Add a new metric card
Each metric card is one YAML file under src/beam/metrics/<id>/v1.yaml. The card carries the metadata the pipeline needs to normalize, weight and aggregate the metric correctly: polarity (higher or lower better), scale type, range, allowed transformations, a recommended normalization, and the ontology mappings (STATO, UO, OBI, HuggingFace evaluate) where an external term exists.
This recipe walks through adding a card for a new metric called recall_at_k.
1. Pick the id and the version
The id is a short lowercase string that becomes the column name in score CSVs. The version is a simple v1, v2 and so on. Make a folder:
mkdir -p src/beam/metrics/recall_at_k
2. Write v1.yaml
Use an existing card as a template. The seed card accuracy/v1.yaml is a short example for a classification metric. Copy and edit:
id: recall_at_k
version: v1
name: Recall at k
description: >
Fraction of the relevant items that appear in the top k of a ranked
retrieval list, averaged over queries.
citations:
- text: Manning, Raghavan and Schuetze.

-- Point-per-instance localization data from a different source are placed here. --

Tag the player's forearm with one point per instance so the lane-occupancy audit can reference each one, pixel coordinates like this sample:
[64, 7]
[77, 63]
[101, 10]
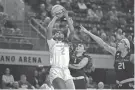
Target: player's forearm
[50, 28]
[73, 67]
[51, 24]
[97, 39]
[70, 24]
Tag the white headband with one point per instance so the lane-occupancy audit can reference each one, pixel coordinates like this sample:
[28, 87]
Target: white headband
[127, 42]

Introduction to Information Retrieval.
Cambridge University Press 2008.
isbn: 9780521865715
metric_kind: classification
measurand: retrieval recall
task: information retrieval
input_dtype: ranking
output_shape: scalar
scale_type: ratio
polarity: higher_is_better
range:
lower: 0
upper: 1
closed_lower: true
closed_upper: true
allowed_transformations:
- affine
- log
semantics:
score_of_random_baseline: 0
comparability:
recommended_normalization: min_max
recommended_aggregation_across_datasets: arithmetic_mean
implementations:
- name: scikit-learn
version: ">=1.3"
package: scikit-learn
function: sklearn.metrics.top_k_accuracy_score
language: python
license: BSD-3-Clause
url: https://scikit-learn.org/stable/modules/generated/sklearn.metrics.top_k_accuracy_score.html
mappings:
huggingface_evaluate: https://github.com/huggingface/evaluate/tree/main/metrics/recall
provenance:
author: Your Name
contact: you@example.org
created: 2026-05-28
license: CC-BY-4.03. Validate
.venv/bin/python -m pytest tests/test_schema.py -q
The schema check runs against every card in the registry. A missing required field, a polarity that does not match the polarity enum, or a range that is inverted (lower > upper) raises a clear error.

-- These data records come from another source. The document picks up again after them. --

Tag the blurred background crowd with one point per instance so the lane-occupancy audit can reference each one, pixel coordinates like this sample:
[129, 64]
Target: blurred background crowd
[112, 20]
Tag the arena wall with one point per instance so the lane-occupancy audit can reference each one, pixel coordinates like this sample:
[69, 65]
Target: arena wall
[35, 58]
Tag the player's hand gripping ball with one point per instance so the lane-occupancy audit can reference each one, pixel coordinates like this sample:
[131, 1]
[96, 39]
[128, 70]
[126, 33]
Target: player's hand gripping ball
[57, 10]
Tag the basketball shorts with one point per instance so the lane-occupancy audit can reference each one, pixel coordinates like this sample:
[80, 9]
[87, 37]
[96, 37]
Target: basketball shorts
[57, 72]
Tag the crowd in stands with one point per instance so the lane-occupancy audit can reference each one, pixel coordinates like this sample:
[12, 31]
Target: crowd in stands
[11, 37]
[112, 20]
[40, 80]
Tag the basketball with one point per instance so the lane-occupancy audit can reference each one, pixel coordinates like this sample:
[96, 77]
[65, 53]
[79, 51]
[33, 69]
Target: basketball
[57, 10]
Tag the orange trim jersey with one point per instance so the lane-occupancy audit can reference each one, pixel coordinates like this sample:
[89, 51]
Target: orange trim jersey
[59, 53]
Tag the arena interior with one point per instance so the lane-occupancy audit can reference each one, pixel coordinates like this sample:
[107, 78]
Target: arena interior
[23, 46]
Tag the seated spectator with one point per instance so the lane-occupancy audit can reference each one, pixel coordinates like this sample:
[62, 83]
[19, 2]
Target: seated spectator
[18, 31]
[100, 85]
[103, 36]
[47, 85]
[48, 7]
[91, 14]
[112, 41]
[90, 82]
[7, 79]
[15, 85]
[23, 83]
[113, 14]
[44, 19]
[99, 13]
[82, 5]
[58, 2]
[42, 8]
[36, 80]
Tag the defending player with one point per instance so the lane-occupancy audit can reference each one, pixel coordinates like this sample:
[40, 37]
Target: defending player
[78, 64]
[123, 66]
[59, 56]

4. Optionally add a STATO or UO mapping
If your metric has a term in the Statistics Ontology, the Units of Measurement Ontology, the Ontology for Biomedical Investigations, or the HuggingFace evaluate catalogue, add the full IRI under mappings. The helper script scripts/ols_query.py searches OLS for candidate IRIs; use scripts/ols_verify.py to confirm a candidate is the right term and is not obsolete. Do not invent IRIs.
The cards-and-pipeline page lists which fields the pipeline reads and which are reserved for documentation. See ../explanations/cards-and-pipeline.qmd.

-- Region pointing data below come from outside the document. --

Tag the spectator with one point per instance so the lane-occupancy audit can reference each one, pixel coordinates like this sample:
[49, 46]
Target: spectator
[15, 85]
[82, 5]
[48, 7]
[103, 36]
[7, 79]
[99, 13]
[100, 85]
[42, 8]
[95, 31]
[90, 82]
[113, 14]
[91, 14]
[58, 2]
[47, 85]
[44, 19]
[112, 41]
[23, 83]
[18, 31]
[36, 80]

5. Regenerate the OWL release artefact
.venv/bin/python -m beam.owl.generate
This rewrites docs/beam.owl.ttl from the cards plus the schema. The new card now appears as an instance under its STATO parent (if mapped) or under the beam-private metric class (if not yet mapped).
6. Add a unit test for the metric (optional)
If your card declares one or more implementations, write a small example under tests/ that confirms the implementation produces the expected output on a documented input.